Kellogg Co. raised its forecast for full-year earnings on Thursday after topping estimates for quarterly sales, as higher prices for its breakfast cereals and snacks helped it overcome cost-related challenges.
The company recently announced a three-way breakup to create businesses focused on snacks, cereals, and plant-based meat.
Kellogg, like other global packaged food makers, has been largely successful in raising product prices to counter spiraling costs of freight, labor, and ingredients without drawing the ire of consumers.
However, analysts are warning that the company could hit a ceiling on price hikes as households tighten their bets amid raging inflation that shows no sign of cooling.

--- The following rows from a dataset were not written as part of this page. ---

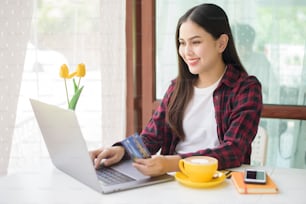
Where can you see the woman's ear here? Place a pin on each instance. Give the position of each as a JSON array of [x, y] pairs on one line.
[[222, 42]]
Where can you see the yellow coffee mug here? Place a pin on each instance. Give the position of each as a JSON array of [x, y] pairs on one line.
[[199, 168]]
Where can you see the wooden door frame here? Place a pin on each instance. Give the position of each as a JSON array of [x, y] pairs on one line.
[[143, 102]]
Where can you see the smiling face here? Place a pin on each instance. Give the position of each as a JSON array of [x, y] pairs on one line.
[[199, 49]]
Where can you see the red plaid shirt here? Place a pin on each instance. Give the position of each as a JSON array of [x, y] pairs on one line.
[[238, 105]]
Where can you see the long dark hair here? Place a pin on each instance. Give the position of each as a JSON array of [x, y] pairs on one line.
[[213, 20]]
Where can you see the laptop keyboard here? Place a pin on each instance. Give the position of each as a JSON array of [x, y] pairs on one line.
[[109, 176]]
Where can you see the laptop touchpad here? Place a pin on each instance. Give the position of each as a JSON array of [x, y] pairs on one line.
[[127, 168]]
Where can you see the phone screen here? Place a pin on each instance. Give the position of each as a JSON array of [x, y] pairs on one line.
[[255, 176]]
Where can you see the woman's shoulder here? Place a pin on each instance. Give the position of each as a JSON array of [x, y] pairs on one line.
[[235, 76]]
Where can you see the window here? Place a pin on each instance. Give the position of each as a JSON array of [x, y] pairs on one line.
[[72, 32]]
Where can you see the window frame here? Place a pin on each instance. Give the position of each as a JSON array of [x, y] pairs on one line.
[[141, 73]]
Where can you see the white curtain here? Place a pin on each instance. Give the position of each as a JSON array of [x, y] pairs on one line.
[[113, 70], [35, 39], [15, 21]]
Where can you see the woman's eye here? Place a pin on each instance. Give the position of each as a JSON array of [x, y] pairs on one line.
[[182, 43]]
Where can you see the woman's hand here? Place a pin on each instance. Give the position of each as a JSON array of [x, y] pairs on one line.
[[157, 165], [107, 156]]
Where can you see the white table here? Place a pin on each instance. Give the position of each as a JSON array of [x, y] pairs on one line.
[[49, 185]]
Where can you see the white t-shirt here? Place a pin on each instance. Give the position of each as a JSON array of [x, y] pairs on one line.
[[199, 122]]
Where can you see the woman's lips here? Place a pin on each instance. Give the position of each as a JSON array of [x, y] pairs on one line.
[[192, 62]]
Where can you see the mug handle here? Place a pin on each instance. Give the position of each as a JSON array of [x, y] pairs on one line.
[[182, 167]]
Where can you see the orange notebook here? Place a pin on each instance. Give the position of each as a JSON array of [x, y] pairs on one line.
[[243, 188]]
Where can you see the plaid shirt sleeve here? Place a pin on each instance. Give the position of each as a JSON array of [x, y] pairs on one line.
[[238, 105], [157, 134]]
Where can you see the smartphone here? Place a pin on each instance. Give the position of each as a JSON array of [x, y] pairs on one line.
[[255, 176]]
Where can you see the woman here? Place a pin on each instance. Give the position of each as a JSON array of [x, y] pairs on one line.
[[212, 108]]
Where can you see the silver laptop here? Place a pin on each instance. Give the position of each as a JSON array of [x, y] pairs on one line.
[[69, 153]]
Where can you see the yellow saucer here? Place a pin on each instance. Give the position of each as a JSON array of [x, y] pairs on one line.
[[184, 180]]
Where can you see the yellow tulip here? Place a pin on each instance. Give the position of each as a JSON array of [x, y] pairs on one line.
[[71, 75], [81, 70], [64, 71]]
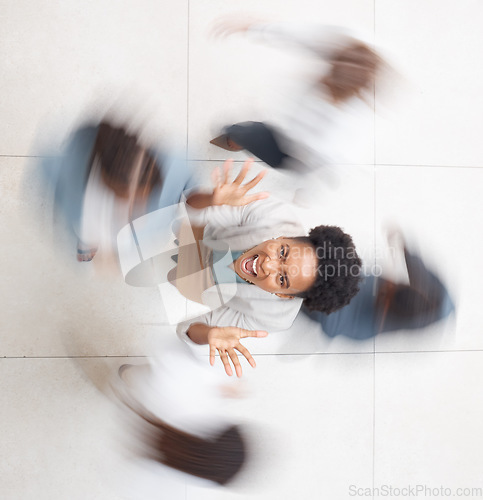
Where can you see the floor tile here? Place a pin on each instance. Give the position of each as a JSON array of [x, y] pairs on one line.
[[54, 305], [436, 46], [63, 62], [438, 209], [428, 418], [235, 79], [59, 433], [313, 418]]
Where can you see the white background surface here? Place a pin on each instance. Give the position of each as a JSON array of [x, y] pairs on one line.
[[396, 410]]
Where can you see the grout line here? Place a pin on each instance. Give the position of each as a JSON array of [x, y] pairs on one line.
[[188, 79], [365, 353], [79, 357], [413, 165]]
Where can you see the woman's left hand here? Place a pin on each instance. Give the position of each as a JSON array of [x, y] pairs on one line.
[[235, 193]]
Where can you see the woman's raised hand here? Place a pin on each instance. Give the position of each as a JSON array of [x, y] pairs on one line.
[[226, 340], [235, 193]]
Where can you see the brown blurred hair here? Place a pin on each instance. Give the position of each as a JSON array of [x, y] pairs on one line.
[[353, 70], [217, 459], [118, 152]]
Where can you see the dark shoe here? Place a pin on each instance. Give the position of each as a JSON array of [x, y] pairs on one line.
[[224, 142]]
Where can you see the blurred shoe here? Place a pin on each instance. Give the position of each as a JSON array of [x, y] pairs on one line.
[[224, 142]]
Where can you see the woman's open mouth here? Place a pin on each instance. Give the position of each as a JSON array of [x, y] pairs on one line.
[[250, 265]]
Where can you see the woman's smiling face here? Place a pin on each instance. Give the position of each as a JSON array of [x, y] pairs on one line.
[[285, 266]]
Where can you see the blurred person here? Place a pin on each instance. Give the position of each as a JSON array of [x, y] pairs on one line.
[[179, 422], [273, 266], [383, 305], [107, 179], [305, 138]]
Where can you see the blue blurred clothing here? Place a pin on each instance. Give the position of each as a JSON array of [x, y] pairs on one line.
[[363, 318], [68, 177]]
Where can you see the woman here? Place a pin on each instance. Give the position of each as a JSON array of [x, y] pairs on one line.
[[384, 306], [107, 179], [306, 139], [176, 409]]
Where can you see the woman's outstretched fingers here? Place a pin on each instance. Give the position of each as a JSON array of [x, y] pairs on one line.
[[216, 177], [212, 354], [243, 350], [236, 362], [255, 197], [226, 170], [251, 184], [226, 363], [253, 333], [243, 172]]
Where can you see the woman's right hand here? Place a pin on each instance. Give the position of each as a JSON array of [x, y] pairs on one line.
[[235, 193], [226, 340]]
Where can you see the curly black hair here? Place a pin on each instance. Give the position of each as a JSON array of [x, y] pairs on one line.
[[338, 272]]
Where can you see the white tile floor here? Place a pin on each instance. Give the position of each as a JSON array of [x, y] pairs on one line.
[[397, 411]]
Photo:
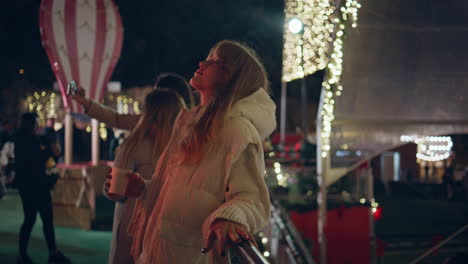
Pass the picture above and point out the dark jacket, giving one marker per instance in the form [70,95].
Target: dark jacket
[30,161]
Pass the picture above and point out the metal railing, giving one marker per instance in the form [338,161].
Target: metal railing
[440,244]
[248,253]
[295,249]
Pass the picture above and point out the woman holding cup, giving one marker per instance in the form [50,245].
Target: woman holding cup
[208,184]
[139,153]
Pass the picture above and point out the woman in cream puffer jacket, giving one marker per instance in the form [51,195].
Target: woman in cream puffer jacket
[209,183]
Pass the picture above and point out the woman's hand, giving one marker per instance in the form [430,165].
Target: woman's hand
[227,234]
[135,186]
[80,96]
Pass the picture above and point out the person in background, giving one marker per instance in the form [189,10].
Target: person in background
[139,152]
[6,132]
[209,182]
[113,119]
[34,188]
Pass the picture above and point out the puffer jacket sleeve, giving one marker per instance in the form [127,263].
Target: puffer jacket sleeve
[247,198]
[109,116]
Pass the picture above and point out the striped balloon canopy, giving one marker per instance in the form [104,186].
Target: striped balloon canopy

Kellogg, known for its Corn Flakes and Honey Loops cereals, said average selling prices were up 13.7 percent in the second quarter, while sales volumes dropped by a marginal 1.5 percent. The company said it was expecting annual core net sales to increase in the range of 7–8 percent, compared with its prior forecast of about 4 percent growth.
It also expects adjusted full-year operating profit to rise 4–5 percent on a currency-neutral basis, above its previous expectation of 1–2 percent growth.
Net sales rose to $3.86 billion in the quarter ended July 2 from $3.56 billion a year earlier. Analysts on average were expecting sales of $3.64 billion, according to Refinitiv IBES.
Net income attributable to Kellogg fell to $326 million, or 95 cents per share, from $380 million, or $1.11 per share, a year earlier.